Lester Brown insiste sur le lien étroit entre ces objectifs mutuellement dépendants. Il est improbable, dit-il, que l’on puisse atteindre un but sans atteindre les autres. Et il ajoute que l’on ne peut pas y parvenir sans une appréciation exacte de la vérité globale des prix, c’est-à-dire sans incorporer dans ceux-ci les coûts écologiques et sociaux, les désordres induits ou évités par notre activité. Ce n’est malheureusement pas le cas : « Nous sommes, dit-il, aveugles en raison d’un système comptable inadapté aux enjeux et qui conduit à la banqueroute ». La force de conviction de Lester Brown est telle, l’urgence de ses propositions si évidente que l’on est stupéfait devant les hésitations, les retours en arrière d’États qui sont sous la pression d’intérêts financiers. Il rappelle a contrario la rapidité des réactions du Président Roosevelt au lendemain du désastre de Pearl Harbor en 1941 : en quelques mois, l’économie subit une réorientation totale. Les géants de l’automobile Ford et General Motors ne sortent plus une seule voiture civile ; ce qui a été réussi pour la guerre, ces transferts massifs de financement qui ont modifié brutalement les objectifs de production et le comportement des consommateurs, ne peuvent-ils être réalisés pour sortir de la crise, éviter le saut dans le gouffre, réorienter l’économie vers la restauration de la nature et la sauvegarde sociale ?
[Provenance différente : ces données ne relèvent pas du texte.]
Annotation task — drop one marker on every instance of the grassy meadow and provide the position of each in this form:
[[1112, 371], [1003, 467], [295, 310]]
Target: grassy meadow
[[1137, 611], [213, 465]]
Les chiffres précis avancés par Lester Brown montrent que de tels transferts, aussi radicaux soient-ils, sont réalisables : 75 milliards de dollars par an pour l’ensemble des objectifs sociaux de base (éducation, santé, enfance, condition des femmes…) et 110 milliards de dollars pour la restauration de l’environnement naturel (eau, sols, forêts, milieu maritime, diversité des espèces…) ; chiffres qui doivent être comparés au budget militaire des seuls États-Unis (661 milliards) et du monde (1 522 milliards). Au-delà même de ces dépenses militaires, on pourrait ajouter celles relatives au marketing, à la publicité, au luxe dont une réduction de 10 % permettrait de couvrir les besoins écologiques et sociaux fondamentaux.
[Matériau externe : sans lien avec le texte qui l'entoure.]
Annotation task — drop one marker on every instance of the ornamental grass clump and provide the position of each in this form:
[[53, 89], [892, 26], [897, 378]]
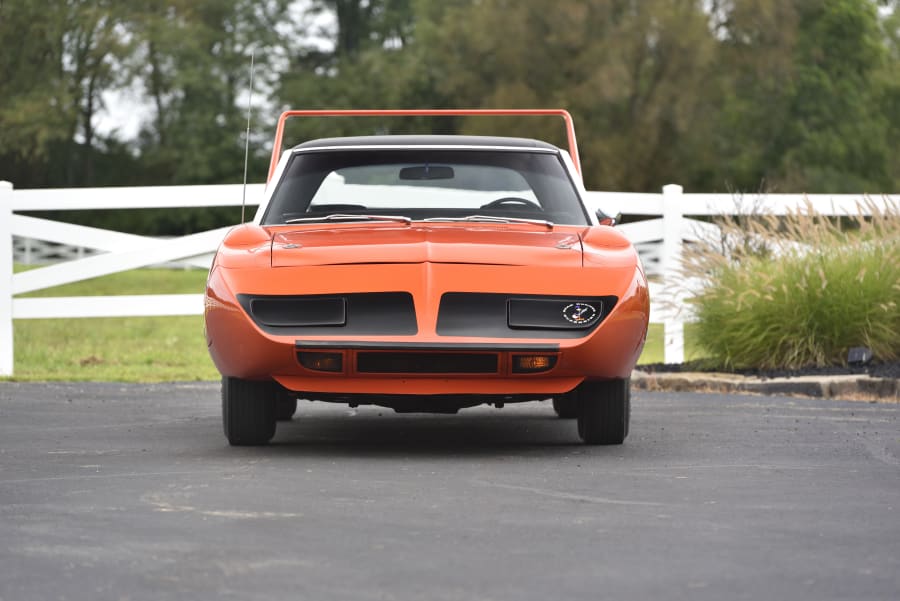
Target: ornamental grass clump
[[798, 290]]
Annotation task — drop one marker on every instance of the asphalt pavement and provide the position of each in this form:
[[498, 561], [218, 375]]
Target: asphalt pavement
[[112, 491]]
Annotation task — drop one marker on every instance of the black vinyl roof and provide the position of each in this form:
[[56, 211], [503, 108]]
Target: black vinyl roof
[[426, 141]]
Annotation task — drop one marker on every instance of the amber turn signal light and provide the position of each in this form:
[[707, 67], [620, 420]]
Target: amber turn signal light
[[533, 363], [321, 361]]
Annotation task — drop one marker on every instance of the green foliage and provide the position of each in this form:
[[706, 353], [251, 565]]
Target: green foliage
[[796, 95], [137, 349], [170, 348], [799, 291]]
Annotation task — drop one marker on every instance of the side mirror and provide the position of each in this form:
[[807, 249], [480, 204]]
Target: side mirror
[[605, 219]]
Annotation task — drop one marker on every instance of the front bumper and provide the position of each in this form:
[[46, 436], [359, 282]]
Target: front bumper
[[241, 348]]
Malheureusement, les dirigeants actuels ne songent pas à renverser ou même à réduire cet écart. Ils ne visent qu’à accroître les profits immédiats, quel qu’en soit le prix écologique et social. Éviter le déclin, la chute de la civilisation, c’est à l’inverse réorienter l’économie vers d’autres modes d’organisation et de gouvernance, c’est la restructurer vers d’autres formes de production et de consommation. C’est en cela que les initiatives de l’Économie sociale et solidaire rejoignent, voire prolongent le livre de Lester Brown. Elles ne sont pas soumises aux impératifs de profit du capital financier. Elles reposent sur une éthique, sur une gestion démocratique de leur activité. Elles répondent aux besoins pressants – individuels et collectifs – non satisfaits faute de rentabilité suffisante et immédiate, dans un double souci de respect de la nature et d’accessibilité de tous aux services et aux biens qu’elle produit. Ces initiatives sont de plus en plus nombreuses, significatives et appréciées pour leurs effets régulateurs et réparateurs d’une économie déséquilibrée.
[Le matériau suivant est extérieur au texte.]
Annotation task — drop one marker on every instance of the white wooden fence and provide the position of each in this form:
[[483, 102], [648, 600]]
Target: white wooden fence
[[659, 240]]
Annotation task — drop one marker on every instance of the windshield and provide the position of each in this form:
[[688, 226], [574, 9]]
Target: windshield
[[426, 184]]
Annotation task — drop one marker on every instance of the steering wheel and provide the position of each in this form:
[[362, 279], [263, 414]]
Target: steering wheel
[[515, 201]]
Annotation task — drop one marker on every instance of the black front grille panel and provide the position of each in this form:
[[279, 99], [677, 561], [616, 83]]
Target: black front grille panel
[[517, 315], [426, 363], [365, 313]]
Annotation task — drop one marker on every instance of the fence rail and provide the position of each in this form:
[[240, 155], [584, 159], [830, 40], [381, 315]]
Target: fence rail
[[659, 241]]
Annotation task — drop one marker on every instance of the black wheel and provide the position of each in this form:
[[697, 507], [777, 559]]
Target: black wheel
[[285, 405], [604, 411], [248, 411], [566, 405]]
Mais elles restent ponctuelles et marginales ; l’opinion ne reconnaît pas encore leur rôle transformateur, leur capacité de réorienter l’économie. C’est en faisant le lien entre la démonstration de Lester Brown et les outils de l’Économie sociale et solidaire – qui préfigurent, amorcent les restructurations souhaitées – que l’engagement des citoyens prendra corps. Ce mouvement se transformera en volonté politique de rejeter les situations et les risques que font courir les ambitions démesurées du capital financier. La nature et l’urgence de ces risques, mis en évidence par Lester Brown, nous permettent non seulement de les conjurer mais d’ouvrir de nouveaux espaces de progrès. Elles contribuent à mobiliser nos énergies, à donner force à nos pratiques démocratiques, à élargir le champ d’une économie solidaire de l’humain et de la nature.